Osserva il Collegio che nella specie l’azione disciplinare è stata regolarmente promossa dal P.G., che ha formulato il capo di incolpazione per il. quale è stato instaurato il relativo procedimento, e non rileva che poi lo stesso P.G. abbia richiesto una pronuncia di non luogo a procedere, che la Sezione disciplinare non ha ritenuto di accogliere. Il giudice disciplinare, infatti, non è vincolato alla richiesta di proscioglimento del P.G., il quale invece, in caso di rigetto della richiesta di non luogo a procedere, è tenuto a formulare l’incolpazione (se già non l’abbia fatto) e a chiedere la fissazione dell’udienza di discussione, ai sensi del D.Lgs. n. 109 del 2006, art. 17, comma 8. Nella specie il capo di incolpazione era già stato formulato e quindi la Sezione Disciplinare, avendo rigettato la richiesta di non luogo a procedere, non doveva fare altro che fissare l’udienza di discussione. Il fatto che il giudice disciplinare abbia fissato direttamente l’udienza senza attendere la richiesta del P.G. costituisce eventualmente una mera irregolarità che non ha portato alcun pregiudizio all’incolpato e non è riferibile a nessuna delle nullità generali ed assolute di cui agli artt. 178 e 179 c.p.p., applicabili al procedimento disciplinare (la procedura adottata, semmai, ha consentito una economia di tempo in linea con le esigenze di celerità dei giudizi, che trova oggi una copertura costituzionale nell’art. 111 Cost., comma 2). Infatti, l’art. 409 c.p.p., comma 2 che disciplina l’ipotesi in cui il giudice non accoglie la richiesta di archiviazione, prevede che lo stesso giudice fissi l’udienza camerale, senza che alcun altra attività debba essere svolta dal P.M..

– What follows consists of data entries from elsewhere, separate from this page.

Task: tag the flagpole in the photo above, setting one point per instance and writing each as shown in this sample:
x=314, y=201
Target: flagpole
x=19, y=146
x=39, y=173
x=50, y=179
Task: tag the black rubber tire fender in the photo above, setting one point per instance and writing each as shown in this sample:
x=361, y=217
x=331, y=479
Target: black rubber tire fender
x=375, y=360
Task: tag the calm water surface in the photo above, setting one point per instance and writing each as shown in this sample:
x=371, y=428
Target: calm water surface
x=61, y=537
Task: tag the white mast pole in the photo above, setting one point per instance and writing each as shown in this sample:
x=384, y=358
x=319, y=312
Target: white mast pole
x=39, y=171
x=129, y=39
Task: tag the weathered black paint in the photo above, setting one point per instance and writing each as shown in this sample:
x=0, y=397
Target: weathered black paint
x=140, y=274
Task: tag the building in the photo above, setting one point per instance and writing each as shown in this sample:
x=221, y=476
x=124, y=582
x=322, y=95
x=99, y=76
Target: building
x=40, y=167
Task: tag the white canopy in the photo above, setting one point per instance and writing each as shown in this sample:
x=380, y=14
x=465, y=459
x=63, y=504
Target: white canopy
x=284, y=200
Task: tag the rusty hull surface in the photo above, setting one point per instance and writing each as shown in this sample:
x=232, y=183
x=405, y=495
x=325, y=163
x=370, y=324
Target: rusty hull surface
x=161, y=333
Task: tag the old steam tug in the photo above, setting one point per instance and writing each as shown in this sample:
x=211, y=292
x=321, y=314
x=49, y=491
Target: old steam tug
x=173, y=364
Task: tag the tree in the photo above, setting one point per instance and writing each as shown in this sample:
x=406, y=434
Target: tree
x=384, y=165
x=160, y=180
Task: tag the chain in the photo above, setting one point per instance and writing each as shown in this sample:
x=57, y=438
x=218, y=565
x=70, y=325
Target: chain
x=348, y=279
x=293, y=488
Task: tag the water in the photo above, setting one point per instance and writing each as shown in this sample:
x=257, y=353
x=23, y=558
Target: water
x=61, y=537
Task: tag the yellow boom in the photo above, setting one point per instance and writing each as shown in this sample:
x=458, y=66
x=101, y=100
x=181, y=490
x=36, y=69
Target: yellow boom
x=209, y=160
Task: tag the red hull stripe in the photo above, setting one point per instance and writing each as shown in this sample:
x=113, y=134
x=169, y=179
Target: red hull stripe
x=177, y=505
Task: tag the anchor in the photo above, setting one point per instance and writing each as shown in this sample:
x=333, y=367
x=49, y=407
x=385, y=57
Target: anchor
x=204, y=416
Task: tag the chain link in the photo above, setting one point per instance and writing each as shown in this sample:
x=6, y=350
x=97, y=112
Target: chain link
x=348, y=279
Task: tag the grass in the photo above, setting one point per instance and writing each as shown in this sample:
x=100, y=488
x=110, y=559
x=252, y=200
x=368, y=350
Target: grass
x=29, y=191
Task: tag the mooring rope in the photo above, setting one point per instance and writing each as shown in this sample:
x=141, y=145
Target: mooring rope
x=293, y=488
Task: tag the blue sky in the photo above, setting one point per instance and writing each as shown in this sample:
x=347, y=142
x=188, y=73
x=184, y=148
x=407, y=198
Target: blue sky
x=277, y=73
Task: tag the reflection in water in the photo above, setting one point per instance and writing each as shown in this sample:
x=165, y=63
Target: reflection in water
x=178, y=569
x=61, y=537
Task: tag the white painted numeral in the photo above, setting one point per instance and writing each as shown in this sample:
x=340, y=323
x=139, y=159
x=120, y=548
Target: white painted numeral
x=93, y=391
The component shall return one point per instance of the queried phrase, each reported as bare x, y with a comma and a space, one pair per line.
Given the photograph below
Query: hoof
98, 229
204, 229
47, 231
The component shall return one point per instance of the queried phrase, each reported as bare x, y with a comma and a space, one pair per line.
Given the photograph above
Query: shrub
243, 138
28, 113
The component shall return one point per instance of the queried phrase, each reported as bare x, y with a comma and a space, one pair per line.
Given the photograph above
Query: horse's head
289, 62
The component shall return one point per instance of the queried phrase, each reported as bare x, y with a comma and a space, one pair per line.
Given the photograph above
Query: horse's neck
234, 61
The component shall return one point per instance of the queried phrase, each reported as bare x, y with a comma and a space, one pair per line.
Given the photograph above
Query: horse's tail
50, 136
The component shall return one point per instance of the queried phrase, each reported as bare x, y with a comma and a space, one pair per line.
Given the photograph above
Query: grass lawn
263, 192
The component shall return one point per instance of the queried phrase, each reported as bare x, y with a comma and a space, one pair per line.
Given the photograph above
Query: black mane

Nè rileva che il P.G., a seguito della richiesta delle Sezione Disciplinare, avrebbe potuto formulare un capo di incolpazione più ristretto di quello originario. Una volta che la regiudicanda disciplinare sia stata portata alla cognizione del giudice competente, soltanto questo può decidere se l’incolpazione debba essere in tutto o in parte ridotta, giudicando della sussistenza o meno, totale o parziale, dei singoli addebiti. Quando l’azione disciplinare sia stata esercitata e si sia instaurato il rapporto processuale con il giudice, il P.G. ha esaurito il proprio potere decisionale e si trasforma in parte di un rapporto nel quale il monopolio della decisione appartiene soltanto al giudice terzo. Nella specie, il giudice disciplinare ha giudicato sulla base di un ampio capo di incolpazione formulato dal titolare del potere disciplinare ed ha riconosciuto poi egli stesso che in parte gli addebiti erano insussistenti. Quindi, non si è verificata alcuna violazione delle regole che disciplinano l’iniziativa dell’azione disciplinare, tale da fare ipotizzare una patologia processuale che vanifichi il giudizio ai sensi degli artt. 178 e 179 c.p.p..
2. Con il secondo motivo, dopo una premessa relativa alle condizioni di ammissibilità del ricorso per cassazione, vengono denunciati vizi di motivazione della sentenza impugnata, ai sensi dell’art. 606 c.p.p., comma 1, lett. e), ed erronea applicazione del D.Lgs. n. 109 del 2006, art. 2, comma 2, ai sensi dell’art. 606 c.p.p., comma 1, lett. b). La parte ricorrente sostiene che il giudice disciplinare avrebbe operato una illegittima estensione delle fattispecie di illecito disciplinare, utilizzando indebitamente ed estensivamente la categoria processuale del provvedimento abnorme come paradigma di carattere sostanziale. Secondo la parte ricorrente, la Sezione Disciplinare avrebbe commesso un errore logico nell’utilizzare la categoria del provvedimento abnorme, che attiene alla patologia degli atti processuali, elaborata per rimuovere situazioni di stasi processuale, applicandola come fattispecie sostanziale di incriminazione. In tal modo il giudice a quo avrebbe anche operato una indebita estensione delle fattispecie di illecito disciplinare, violando il principio di tassatività delle stesse.
In linea di principio, nulla esclude che un atto o un comportamento processuale affetto da patologia non possa integrare contemporaneamente gli estremi dell’illecito disciplinare. Il fatto che si tratti di patologia rimovibile mediante impugnazione non ne elimina il concorrente disvalore disciplinare da cui sia eventualmente affetto.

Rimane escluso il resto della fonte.